The study emphasizes the important implications of food wasting for the species involved – not only parrots but also plants and other species that feed on wasted food – and for the functioning of the ecosystem in its whole.

The study discovered that parrots have a much more important role for the conservation of the ecosystems than previously thought, especially in the light of the current scenario of the global change where forest recovery may depend on the efficiency of seed dispersal. Thus, parrots play their part in protecting the tropical habitats and therefore the conservation efforts for the environment should also be directed to parrots. Indeed, many parrot species are highly endangered with extinction.

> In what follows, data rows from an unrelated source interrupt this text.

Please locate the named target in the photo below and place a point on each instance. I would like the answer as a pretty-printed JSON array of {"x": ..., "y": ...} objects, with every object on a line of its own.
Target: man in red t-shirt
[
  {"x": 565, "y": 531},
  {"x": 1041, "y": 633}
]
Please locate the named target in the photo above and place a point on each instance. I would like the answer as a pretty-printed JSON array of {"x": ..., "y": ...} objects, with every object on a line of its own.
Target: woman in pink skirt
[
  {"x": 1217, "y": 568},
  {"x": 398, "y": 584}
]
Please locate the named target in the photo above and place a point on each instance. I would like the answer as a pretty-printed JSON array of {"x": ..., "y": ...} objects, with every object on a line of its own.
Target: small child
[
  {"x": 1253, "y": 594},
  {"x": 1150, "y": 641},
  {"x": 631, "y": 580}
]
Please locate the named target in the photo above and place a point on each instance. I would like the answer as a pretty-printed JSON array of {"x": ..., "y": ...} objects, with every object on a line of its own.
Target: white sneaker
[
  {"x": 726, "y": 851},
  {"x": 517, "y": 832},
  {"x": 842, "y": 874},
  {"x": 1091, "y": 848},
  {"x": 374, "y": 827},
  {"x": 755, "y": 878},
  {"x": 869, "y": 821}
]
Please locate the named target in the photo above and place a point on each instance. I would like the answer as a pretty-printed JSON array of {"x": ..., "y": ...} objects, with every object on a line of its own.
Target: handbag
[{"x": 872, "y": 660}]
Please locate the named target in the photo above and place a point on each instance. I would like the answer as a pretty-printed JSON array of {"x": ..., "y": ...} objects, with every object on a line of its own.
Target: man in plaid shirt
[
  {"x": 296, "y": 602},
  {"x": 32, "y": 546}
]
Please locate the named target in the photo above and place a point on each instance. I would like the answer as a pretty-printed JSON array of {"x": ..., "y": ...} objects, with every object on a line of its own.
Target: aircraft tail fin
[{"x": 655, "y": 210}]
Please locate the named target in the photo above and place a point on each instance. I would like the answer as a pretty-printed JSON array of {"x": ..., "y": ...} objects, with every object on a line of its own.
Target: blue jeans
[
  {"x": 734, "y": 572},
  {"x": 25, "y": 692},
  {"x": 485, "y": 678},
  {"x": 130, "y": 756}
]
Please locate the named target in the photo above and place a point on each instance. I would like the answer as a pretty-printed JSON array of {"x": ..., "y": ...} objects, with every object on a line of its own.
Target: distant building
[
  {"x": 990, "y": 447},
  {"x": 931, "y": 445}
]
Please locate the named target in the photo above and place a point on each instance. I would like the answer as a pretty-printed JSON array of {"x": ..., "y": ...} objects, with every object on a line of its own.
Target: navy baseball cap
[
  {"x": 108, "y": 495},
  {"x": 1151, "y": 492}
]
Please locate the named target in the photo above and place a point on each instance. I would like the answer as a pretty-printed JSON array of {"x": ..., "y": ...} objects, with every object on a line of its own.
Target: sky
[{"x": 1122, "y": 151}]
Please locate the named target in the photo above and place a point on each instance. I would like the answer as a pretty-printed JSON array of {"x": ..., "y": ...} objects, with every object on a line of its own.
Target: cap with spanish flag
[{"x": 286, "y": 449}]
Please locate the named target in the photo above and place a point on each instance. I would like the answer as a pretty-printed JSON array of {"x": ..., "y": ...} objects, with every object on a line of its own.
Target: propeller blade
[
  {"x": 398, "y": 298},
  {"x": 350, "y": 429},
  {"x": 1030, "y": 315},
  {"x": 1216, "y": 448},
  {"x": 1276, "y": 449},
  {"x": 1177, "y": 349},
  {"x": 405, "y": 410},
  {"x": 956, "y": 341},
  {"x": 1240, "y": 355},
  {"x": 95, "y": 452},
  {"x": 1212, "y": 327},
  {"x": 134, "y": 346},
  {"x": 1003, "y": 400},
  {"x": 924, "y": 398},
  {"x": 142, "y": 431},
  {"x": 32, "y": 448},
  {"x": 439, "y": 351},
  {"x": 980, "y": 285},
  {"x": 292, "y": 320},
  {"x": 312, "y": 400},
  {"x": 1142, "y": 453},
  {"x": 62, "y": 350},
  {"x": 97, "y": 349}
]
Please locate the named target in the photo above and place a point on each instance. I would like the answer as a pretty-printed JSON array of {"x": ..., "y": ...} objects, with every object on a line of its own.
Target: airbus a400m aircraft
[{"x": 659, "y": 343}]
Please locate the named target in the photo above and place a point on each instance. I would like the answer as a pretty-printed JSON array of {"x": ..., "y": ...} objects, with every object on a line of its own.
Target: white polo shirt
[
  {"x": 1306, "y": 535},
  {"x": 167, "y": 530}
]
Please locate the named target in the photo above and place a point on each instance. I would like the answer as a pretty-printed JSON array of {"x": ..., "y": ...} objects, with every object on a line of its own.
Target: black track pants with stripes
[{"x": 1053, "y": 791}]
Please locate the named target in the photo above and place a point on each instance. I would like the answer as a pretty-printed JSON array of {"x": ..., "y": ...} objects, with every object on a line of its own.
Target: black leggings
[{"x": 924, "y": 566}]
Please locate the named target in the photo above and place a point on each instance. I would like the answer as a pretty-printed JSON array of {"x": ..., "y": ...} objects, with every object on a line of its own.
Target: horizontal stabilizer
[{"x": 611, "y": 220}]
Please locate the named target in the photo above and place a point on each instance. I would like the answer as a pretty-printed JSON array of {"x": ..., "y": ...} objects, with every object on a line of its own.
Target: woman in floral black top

It seems that this particular behaviour may benefit other species. Parrots act as seed-dispersers, pollinators or plant healers. Dropped fruits or seeds become available to ground dwelling animals that otherwise cannot benefit from them. Besides eating them, these species can also act as secondary dispersers.

The quantities of wasted food are quite large: in the wild, parrots wasted 11.8% of the fruits and 14.6% of the seeds that they handled; while the percentage of waste by parrots held in captivity was higher (21.2%).

Parrots waste less fruit and seeds during the non-breeding season; this is probably related to the higher nutritional requirements that individual have while raising chicks.

The habit of wasting food benefits smaller species, thanks to parrots’ ability to open hard fruits and leave them partially consumed and thus available for other species. They waste plenty of half-eaten fruits, reducing the original size or breaking hard fruit parts thus allowing their consumption by smaller size animals.

This report shows a nice but fundamental habit of parrots, amazing animals that play an altruistic role towards smaller animals, plants and the whole ecosystem.